Casos de agressões físicas e verbais, depredação do patrimônio público e assaltos foram registrados entre 13 e 19 de setembro nas unidades da Capital. No dia 13/9, uma mulher se revoltou com a espera por atendimento e quebrou vidros e computador na recepção da UPA Zona Norte, aberta há menos de um ano, em Porto Alegre. A violência ocorreu por volta de 17h, e provocou o fechamento da unidade, que reabriu na madrugada seguinte. No dia 16/9, um paciente internado agrediu uma médica psiquiátrica dentro do serviço do Pronto Atendimento Cruzeiro do Sul (PACS). No dia seguinte (17/9), paciente alterada, invade consultório médico na UBS Macedônia, interrompe consulta, chame a Brigada Militar, que age de forma desrespeitosa com os profissionais e a confusão acaba no Palácio da Polícia. E na madrugada do dia 19/9, dois homens armados assaltaram o vigilante do Pronto Atendimento Lomba do Pinheiro, parada 12, e levaram revólver calibre 38 e dois coletes à prova de balas.

Macedônia

O sentimento entre os profissionais da saúde da rede básica da Capital é de insegurança. "A estrutura do posto permite que qualquer um invada o consultório do médico sem nenhuma dificuldade", afirmou um dos sete médicos do Macedônia. A coordenadora da UBS Macedônia, a médica Vânia Lourenço Pauli, disse que os funcionários do posto estão apreensivos, se sentindo impotentes. "Eles me cobram respaldo do gestor", desabafou. Os municipários denunciaram ainda a dificuldade de conseguir transferência.
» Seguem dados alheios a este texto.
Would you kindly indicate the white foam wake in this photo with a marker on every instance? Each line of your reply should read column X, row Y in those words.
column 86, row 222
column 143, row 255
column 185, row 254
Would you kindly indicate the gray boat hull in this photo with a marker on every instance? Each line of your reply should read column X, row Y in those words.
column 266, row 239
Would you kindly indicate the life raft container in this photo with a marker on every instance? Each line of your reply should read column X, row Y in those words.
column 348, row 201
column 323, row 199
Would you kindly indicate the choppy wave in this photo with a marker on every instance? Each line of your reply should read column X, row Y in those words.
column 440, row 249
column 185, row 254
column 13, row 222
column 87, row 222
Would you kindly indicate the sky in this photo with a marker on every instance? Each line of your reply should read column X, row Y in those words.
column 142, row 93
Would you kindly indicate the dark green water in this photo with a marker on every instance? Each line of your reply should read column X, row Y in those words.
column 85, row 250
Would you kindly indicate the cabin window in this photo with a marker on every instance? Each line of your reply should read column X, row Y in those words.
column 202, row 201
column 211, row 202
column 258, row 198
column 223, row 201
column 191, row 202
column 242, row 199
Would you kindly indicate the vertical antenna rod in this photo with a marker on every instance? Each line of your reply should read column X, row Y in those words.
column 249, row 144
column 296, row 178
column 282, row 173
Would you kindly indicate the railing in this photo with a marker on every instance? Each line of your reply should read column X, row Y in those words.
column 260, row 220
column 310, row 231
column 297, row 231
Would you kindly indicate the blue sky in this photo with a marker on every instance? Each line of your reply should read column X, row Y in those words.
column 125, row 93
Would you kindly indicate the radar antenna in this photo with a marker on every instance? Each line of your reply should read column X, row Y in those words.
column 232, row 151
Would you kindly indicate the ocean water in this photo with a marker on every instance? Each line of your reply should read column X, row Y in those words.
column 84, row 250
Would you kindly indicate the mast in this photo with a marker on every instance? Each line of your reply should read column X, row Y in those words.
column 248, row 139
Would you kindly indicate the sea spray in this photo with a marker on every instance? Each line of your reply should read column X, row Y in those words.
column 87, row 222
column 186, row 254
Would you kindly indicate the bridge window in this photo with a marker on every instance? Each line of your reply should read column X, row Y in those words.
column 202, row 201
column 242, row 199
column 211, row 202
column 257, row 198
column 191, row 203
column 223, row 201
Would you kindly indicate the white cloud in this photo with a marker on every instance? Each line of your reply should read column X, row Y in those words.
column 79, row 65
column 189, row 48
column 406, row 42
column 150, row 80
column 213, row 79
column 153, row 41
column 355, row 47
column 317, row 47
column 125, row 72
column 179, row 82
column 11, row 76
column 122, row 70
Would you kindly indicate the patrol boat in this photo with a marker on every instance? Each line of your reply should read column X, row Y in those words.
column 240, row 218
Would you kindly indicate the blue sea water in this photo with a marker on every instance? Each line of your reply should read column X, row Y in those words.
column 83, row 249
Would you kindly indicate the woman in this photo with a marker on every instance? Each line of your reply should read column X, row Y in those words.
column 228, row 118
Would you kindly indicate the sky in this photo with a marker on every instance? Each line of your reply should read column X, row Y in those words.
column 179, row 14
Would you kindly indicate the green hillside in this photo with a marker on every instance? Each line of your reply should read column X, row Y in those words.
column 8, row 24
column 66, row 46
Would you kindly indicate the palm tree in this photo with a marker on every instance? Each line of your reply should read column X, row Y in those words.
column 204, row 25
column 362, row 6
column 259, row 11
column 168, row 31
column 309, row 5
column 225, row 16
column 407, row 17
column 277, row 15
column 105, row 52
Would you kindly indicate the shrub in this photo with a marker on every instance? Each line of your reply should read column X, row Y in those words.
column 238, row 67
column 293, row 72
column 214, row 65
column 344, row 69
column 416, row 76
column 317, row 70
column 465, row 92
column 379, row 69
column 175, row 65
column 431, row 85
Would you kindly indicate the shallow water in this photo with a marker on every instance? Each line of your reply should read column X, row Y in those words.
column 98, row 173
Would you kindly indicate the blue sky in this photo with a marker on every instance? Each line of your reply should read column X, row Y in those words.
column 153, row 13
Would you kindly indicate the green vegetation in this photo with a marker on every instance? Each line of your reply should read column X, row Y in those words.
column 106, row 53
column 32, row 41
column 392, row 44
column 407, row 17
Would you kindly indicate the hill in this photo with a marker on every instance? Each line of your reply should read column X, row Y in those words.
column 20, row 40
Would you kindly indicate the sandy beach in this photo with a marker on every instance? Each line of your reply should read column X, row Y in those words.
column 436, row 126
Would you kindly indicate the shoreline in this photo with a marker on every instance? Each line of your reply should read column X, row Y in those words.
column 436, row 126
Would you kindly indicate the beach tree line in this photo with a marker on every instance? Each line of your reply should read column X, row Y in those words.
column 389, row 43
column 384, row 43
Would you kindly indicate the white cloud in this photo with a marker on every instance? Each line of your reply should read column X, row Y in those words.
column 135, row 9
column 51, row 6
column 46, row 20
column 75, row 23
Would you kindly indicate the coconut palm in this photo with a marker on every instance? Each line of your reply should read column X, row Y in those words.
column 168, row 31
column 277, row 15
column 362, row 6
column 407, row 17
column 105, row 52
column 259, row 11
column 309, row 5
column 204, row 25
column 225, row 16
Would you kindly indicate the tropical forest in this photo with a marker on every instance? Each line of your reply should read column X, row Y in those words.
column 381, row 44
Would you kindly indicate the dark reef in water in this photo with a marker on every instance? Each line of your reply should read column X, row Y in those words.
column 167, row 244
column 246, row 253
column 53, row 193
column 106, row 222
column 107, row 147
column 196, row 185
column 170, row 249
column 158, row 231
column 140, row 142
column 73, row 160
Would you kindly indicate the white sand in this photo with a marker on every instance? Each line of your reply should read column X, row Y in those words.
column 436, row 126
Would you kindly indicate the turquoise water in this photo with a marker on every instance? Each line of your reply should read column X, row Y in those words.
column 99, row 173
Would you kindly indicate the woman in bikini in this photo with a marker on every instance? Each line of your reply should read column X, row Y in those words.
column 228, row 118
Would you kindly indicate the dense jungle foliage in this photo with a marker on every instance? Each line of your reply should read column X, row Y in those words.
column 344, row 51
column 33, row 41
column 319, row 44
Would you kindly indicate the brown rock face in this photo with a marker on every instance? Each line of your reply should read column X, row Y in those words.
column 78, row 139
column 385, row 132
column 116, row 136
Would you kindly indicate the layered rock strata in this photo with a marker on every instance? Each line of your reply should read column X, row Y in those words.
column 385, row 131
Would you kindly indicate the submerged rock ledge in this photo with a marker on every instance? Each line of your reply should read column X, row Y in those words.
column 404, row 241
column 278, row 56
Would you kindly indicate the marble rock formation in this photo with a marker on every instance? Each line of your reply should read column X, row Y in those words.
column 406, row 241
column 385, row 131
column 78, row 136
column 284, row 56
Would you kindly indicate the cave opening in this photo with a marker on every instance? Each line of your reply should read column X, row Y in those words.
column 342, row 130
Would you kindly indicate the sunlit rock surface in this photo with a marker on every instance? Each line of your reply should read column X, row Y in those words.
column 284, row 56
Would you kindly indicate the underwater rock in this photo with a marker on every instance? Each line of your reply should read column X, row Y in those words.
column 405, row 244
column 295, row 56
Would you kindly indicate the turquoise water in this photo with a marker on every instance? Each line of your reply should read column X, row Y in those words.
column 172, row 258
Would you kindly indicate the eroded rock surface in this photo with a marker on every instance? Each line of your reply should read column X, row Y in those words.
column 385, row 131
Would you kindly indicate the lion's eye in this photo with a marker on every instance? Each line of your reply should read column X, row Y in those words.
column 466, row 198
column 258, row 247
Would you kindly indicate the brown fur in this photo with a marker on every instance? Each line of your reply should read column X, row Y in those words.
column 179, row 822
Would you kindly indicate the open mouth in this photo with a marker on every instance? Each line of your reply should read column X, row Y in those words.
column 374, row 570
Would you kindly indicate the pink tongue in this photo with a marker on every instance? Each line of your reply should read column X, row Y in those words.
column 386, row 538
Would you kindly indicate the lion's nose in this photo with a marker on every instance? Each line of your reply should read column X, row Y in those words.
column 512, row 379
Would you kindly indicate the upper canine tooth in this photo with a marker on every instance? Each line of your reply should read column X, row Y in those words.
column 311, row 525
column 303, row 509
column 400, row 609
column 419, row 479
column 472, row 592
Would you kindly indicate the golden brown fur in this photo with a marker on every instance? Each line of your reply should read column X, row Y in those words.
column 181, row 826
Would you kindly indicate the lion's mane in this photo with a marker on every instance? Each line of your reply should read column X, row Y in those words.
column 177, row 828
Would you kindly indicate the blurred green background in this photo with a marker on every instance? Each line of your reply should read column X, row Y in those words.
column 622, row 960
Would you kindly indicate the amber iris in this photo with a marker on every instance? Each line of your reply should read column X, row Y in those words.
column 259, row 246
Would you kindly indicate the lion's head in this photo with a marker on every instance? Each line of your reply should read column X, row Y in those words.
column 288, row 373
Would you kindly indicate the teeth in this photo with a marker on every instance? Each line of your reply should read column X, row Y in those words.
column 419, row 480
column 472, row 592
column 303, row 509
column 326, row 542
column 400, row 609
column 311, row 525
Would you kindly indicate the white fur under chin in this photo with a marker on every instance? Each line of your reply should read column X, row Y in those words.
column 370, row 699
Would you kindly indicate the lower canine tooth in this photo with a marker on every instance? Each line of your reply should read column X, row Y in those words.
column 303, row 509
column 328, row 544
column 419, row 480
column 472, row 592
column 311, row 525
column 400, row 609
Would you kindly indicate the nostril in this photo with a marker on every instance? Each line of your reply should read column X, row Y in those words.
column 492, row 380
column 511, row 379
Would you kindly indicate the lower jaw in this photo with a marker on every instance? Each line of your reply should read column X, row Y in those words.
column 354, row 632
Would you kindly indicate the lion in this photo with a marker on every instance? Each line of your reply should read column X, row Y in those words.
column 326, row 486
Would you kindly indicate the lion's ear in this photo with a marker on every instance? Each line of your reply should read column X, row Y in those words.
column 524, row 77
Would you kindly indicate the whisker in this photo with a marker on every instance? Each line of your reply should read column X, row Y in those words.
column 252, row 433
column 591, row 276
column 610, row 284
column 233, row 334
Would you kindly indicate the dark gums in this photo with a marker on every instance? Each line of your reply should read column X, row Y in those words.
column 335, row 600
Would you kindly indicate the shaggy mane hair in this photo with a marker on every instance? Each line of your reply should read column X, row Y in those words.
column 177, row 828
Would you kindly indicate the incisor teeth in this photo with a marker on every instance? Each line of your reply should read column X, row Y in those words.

De acordo com relatos de médicos e funcionários do Macedônia, na terça-feira (17) uma paciente invadiu o consultório médico para trocar uma receita, interrompendo uma consulta. O médico pediu que ela saísse e esperasse lá fora até ele terminar de atender. A paciente reagiu aos gritos e chamou a BM, que entrou no posto já indo direto até o consultório médico e interrompendo, novamente a consulta. Segundo os profissionais, os policiais militares teriam agido de forma grosseira e desrespeitosa com todos no posto, mas principalmente com o médico, que acabou conduzido até a Área Judiciária do Palácio da Polícia.
Os profissionais denunciaram também as condições precárias de trabalho. A UBS Macedônia está na lista da Secretaria Municipal da Saúde para ser reformada, mas só em 2014.